La descente ne dura que quelques secondes mais elles me semblèrent des siècles. L'air froid de la nuit me fouettait le visage et le frottement de mon jean contre les couvertures m'incommodait, jusqu'au moment... où mes jambes cessèrent d'être en contact avec l'attache et où je me retrouvai suspendu dans les airs à quelques mètres au-dessus du trottoir ! J'avais mal évalué la distance et ma bande de draps était beaucoup trop courte ! Paniqué, je n'eus pas le temps de réfléchir qu'un énorme « CRAC ! » se faisait déjà entendre. Incapable de supporter mon poids plus longtemps, le tissu s'était déchiré et la gravité m'attirait inexorablement vers le sol. Réprimant un hurlement de terreur, je tentai de me redresser dans les airs et atterris violemment sur mes pieds.
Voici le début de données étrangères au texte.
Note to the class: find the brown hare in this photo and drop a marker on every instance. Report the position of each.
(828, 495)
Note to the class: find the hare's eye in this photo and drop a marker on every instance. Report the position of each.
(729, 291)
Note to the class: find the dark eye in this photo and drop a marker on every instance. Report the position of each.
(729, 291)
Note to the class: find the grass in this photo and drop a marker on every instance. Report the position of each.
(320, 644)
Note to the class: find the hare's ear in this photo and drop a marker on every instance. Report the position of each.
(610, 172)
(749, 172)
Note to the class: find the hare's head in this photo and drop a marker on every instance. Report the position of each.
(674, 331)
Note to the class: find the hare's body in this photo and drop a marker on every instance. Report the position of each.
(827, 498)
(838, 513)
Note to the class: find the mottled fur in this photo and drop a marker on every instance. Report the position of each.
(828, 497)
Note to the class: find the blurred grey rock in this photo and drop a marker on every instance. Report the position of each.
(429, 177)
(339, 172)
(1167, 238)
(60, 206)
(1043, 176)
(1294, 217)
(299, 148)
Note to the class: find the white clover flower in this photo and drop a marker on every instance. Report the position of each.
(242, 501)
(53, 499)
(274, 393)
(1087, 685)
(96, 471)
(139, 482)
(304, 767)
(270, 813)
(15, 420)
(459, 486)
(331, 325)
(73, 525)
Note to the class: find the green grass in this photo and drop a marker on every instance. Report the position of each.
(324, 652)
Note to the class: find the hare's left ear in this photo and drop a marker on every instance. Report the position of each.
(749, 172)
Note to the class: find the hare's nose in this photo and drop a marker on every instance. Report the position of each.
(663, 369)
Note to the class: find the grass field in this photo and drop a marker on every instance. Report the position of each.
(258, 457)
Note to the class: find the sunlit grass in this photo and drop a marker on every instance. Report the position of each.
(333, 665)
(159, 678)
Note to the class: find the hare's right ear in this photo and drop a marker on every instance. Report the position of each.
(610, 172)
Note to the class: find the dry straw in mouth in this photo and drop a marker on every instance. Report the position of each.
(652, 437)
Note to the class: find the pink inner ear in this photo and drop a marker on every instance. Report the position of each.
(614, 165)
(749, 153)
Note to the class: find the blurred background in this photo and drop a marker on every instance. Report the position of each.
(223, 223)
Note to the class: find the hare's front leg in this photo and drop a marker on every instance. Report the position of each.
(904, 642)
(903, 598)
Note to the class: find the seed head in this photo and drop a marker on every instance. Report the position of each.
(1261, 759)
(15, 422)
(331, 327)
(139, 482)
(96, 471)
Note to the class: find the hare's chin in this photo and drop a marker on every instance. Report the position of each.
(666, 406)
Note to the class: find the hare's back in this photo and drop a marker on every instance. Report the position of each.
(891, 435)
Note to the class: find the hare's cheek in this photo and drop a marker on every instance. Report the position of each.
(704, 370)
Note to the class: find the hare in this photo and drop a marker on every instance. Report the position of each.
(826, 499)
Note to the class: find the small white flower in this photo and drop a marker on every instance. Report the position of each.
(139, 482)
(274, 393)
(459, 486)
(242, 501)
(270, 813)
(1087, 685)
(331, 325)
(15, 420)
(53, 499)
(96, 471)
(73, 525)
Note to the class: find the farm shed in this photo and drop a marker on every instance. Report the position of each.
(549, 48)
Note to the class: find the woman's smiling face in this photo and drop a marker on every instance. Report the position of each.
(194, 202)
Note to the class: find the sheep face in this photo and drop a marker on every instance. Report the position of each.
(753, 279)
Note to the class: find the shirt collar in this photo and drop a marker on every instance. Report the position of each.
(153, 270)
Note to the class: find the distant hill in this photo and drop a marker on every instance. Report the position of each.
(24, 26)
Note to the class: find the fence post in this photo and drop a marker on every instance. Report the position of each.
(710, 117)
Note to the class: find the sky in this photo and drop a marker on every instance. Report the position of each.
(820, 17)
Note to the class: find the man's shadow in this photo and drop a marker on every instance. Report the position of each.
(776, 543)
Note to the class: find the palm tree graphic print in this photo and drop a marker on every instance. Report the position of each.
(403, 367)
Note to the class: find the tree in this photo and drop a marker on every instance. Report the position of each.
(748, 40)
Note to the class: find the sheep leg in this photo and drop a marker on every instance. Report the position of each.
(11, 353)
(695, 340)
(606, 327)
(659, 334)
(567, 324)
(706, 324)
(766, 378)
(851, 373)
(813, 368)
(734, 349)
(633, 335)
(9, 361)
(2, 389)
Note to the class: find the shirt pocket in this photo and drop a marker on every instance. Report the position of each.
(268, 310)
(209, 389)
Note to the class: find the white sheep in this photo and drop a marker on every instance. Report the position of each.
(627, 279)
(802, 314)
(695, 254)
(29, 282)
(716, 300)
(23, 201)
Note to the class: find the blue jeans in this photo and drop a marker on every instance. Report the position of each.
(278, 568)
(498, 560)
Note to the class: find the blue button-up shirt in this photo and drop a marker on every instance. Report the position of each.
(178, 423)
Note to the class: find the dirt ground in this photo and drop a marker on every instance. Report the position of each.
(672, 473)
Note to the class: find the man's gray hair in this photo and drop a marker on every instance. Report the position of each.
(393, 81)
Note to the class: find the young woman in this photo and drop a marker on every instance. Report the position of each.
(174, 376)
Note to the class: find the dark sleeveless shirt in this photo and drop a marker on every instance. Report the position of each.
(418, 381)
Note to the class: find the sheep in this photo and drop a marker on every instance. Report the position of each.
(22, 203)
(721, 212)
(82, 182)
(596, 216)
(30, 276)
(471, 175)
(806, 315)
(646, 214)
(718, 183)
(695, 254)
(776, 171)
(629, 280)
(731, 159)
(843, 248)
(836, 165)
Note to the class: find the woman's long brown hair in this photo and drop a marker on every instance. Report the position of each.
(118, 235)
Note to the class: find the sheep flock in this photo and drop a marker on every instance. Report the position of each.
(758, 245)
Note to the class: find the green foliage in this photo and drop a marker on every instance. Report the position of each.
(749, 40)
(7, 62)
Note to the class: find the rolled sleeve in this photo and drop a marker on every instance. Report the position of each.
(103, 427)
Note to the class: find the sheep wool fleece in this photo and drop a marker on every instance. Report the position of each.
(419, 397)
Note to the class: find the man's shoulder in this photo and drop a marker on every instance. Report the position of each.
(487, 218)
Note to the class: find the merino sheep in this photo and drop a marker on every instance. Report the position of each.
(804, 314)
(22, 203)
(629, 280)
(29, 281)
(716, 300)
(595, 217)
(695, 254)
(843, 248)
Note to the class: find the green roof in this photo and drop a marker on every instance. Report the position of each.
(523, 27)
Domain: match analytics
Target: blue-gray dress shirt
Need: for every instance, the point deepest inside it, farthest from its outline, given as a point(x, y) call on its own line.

Une douleur fulgurante me traversa la jambe et je tombai à genoux sur le bitume de la rue. Ma cheville gauche avait cédé sous le choc, générant une fabuleuse entorse. Ignorant la souffrance, je me redressai péniblement en prenant appui sur mon pied droit et en m'aidant du mur. Je glissai le morceau de drap qui m'était resté dans les mains dans ma poche. Il ne fallait laisser aucune preuve. La tête me tournait et la peau à l'intérieur de mes paumes était rouge et déchiquetée, brûlée par le frottement rapide contre les couvertures. Un coup de vent glacial m'ébouriffa les cheveux et je grelottai. Regrettant de ne pas avoir pris de manteau, je resserrai le col de mon pull autour de mon cou. Ne sachant trop si c'était le froid ou la peur qui me faisait frissonner, je sortis ma lampe torche de mon sac et l'allumai. A sa pâle lueur, je regardai ma montre. Il n'allait pas tarder à être minuit. C'est donc à cloche pied que je me mis en direction de la forêt et du rendez-vous fixé par les hackers, la douleur manquant de m'arracher un cri à chacun de mes sauts.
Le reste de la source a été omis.